Neutrophil fractions were separated on NuPAGE 4–12% Bis-Tris gels (Invitrogen), and immunoblotting was performed by standard procedures using XCell II blotting chambers (Invitrogen). After blocking, primary antibody against RIG-I or MDA-5 (both from Abcam) was incubated overnight. Blots were processed using alkaline phosphatase-conjugated secondary antibodies (Millipore) and 5-bromo-4-chloro-3-indolyl phosphate/nitro blue tetrazolium solution (Millipore). Semiquantitative analysis was performed with the Quantity One software system (Bio-Rad).
All TLR ligands were titrated to define optimal stimulating conditions (activation of cells without affecting cell survival/apoptosis). Neutrophils were stimulated with LPS from Escherichia coli (Sigma-Aldrich), phorbol 12-myristate 13-acetate (Sigma-Aldrich), 3M-003 (3M Pharmaceuticals), and poly(I:C) (Sigma-Aldrich). Poly(I:C) was subjected to 10 precipitations and washes in ethanol to remove endotoxin. The final concentrations of TLR ligands used for stimulation are given below. For stimulation of TLR7 and TLR8, we used isRNA9.2as (5′-UUGAAGGACAGGUUAAGCUdTdT-3′; synthesized by Eurogentec Deutschland GmbH). Upon stimulation, we complexed nucleic acid (200 ng) using the polycationic polypeptide poly-l-arginine (P7762, Sigma-Aldrich). As a control, we used non-stimulatory poly(A) RNA repeats (Eurogentec Deutschland GmbH). Details of the synthesized stimulants are given in Table 1.

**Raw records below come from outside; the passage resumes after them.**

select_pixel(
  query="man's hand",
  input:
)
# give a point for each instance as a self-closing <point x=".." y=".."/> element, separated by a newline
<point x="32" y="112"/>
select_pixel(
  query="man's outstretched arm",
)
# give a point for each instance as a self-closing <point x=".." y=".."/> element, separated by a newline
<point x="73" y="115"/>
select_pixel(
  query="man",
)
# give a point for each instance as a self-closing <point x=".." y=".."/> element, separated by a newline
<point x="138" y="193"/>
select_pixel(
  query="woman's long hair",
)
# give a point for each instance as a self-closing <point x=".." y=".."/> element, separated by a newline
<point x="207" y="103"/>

For generation of in vitro transcribed double-stranded RNA, the DNA templates of the sense and antisense strands were transcribed for 6 h in separate reactions. An extra guanosine was added to the 5′-ends of both the sense and antisense strands to transcribe with T7 RNA polymerase. The reactions were then mixed and incubated overnight at 37 °C to anneal the transcribed RNA strands. The DNA template was digested using DNase I (Ambion), and RNAs were subsequently purified by phenol/chloroform extraction and alcohol precipitation. Excess salts and NTPs were removed by passing the RNAs through a mini Quick SpinTM Oligo column (Roche Applied Science). To test the immunostimulatory potential of 3p-RNA, T2 cells were incubated for 24 h, and MHC-I expression was compared with OH siRNA with the same nucleotide sequence.

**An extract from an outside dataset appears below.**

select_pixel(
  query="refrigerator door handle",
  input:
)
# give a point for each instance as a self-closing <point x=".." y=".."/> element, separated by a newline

For RNA preparation, cells were washed with 0.9% sodium chloride, and cell pellets were lysed in 300 μl of lysis buffer from the MagNA Pure LC mRNA isolation kit I (Roche Applied Science) supplemented with 1% DTT and frozen at 80 °C until further handling. Preparation of mRNA was performed with the MagNA Pure LC device using the mRNA I standard protocol. An aliquot of 8.2 μl of RNA was reverse-transcribed using avian myeloblastosis virus reverse transcriptase and oligo(dT) as the primer (first strand cDNA synthesis kit, Roche Applied Science) according to the manufacturer's protocol in a thermocycler. The reaction mixture was diluted to a final volume of 0.5 ml and stored at 20 °C until PCR analysis. Parameter-specific primer sets optimized for the LightCycler (Roche Applied Science) were developed and purchased from Search-LC GmbH (Table 2). PCR was performed with the LightCycler FastStart DNA SYBR Green I kit (Roche Applied Science) according to the protocol provided in the parameter-specific kits. The transcript numbers were normalized according to the expression of TATA box-binding protein/μl of cDNA.

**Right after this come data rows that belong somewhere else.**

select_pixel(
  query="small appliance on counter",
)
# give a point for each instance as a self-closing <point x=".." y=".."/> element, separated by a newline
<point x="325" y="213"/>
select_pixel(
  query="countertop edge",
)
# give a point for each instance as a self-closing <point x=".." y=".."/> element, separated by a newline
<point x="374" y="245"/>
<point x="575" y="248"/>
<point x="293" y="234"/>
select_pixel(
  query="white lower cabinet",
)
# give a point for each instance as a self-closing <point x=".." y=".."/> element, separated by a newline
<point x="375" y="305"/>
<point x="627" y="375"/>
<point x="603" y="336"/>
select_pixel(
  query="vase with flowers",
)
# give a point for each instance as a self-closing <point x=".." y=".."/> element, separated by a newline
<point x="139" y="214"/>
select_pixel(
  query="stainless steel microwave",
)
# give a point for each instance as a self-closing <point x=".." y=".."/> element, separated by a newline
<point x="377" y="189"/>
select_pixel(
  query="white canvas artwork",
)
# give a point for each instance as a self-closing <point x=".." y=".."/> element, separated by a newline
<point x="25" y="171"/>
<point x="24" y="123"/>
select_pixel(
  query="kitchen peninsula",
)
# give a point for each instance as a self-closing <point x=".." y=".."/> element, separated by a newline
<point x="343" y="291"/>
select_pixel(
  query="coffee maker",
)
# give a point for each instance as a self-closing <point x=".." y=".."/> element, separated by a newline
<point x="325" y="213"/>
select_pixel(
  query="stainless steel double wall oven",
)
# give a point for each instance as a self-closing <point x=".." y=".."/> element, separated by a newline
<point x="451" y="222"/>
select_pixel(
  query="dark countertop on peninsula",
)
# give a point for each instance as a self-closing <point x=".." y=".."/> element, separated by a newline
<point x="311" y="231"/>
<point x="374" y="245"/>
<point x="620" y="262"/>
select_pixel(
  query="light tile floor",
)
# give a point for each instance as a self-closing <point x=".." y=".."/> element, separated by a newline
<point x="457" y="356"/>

Flow cytometric data were obtained on a FACSCalibur flow cytometer and analyzed with CellQuest software (BD Biosciences). Staining was performed following standard procedures. The monoclonal antibodies used were FITC-conjugated anti-CD62L and allophycocyanin-conjugated anti-CD11b (BioLegend); anti-RIG-I and FITC-conjugated anti-TLR7 (Santa Cruz Biotechnology); anti-MDA-5 (Abcam); and phycoerythrin-conjugated anti-TLR8, FITC-conjugated goat anti-rabbit secondary Ab, and FITC-conjugated donkey anti-rat secondary Ab (Imgenex Corp.). Appropriate isotype controls were used for all applied detection antibodies. For intracellular cytokine detection, cells were preincubated with brefeldin A at 10 μg/ml. After surface staining, cells were fixed with 2% paraformaldehyde, subsequently permeabilized with 0.1% saponin, and then stained for intracellular proteins.
For visualization of TLR8, MDA-5, and RIG-I, the samples were incubated with rabbit anti-human TLR8 (clone 44C143; Imgenex), anti-MDA-5 polyclonal (Abcam), or anti-RIG-I polyclonal (Santa Cruz Biotechnology) antibody. The primary antibodies were detected by confocal laser scanning microscopy using Alexa Fluor 555-conjugated anti-rabbit secondary antibody (Invitrogen). DNA was stained with DAPI (Sigma-Aldrich), and concanavalin A-Alexa Fluor 488 conjugate (Invitrogen) was used for detecting glycoconjugates in the cytoplasm. The specimens were analyzed with an Olympus IX51 confocal laser scanning microscope.
Isolated peripheral blood neutrophils were fixed, washed with PBS, permeabilized, and blocked (10% normal goat serum, 10 mm glycine, and 0.2% Tween 20 in diluent containing 0.5% bovine serum albumin and 0.5% Triton X-100 in PBS). For visualization of RIG-I, the grids were incubated with anti-RIG-I antibody and a gold-conjugated secondary antibody (gold sphere diameter, 5 nm; ab27237, Abcam). Finally, the grids were stained with 1% uranyl acetate (Sigma-Aldrich). Negative controls were obtained by omitting the primary antibody.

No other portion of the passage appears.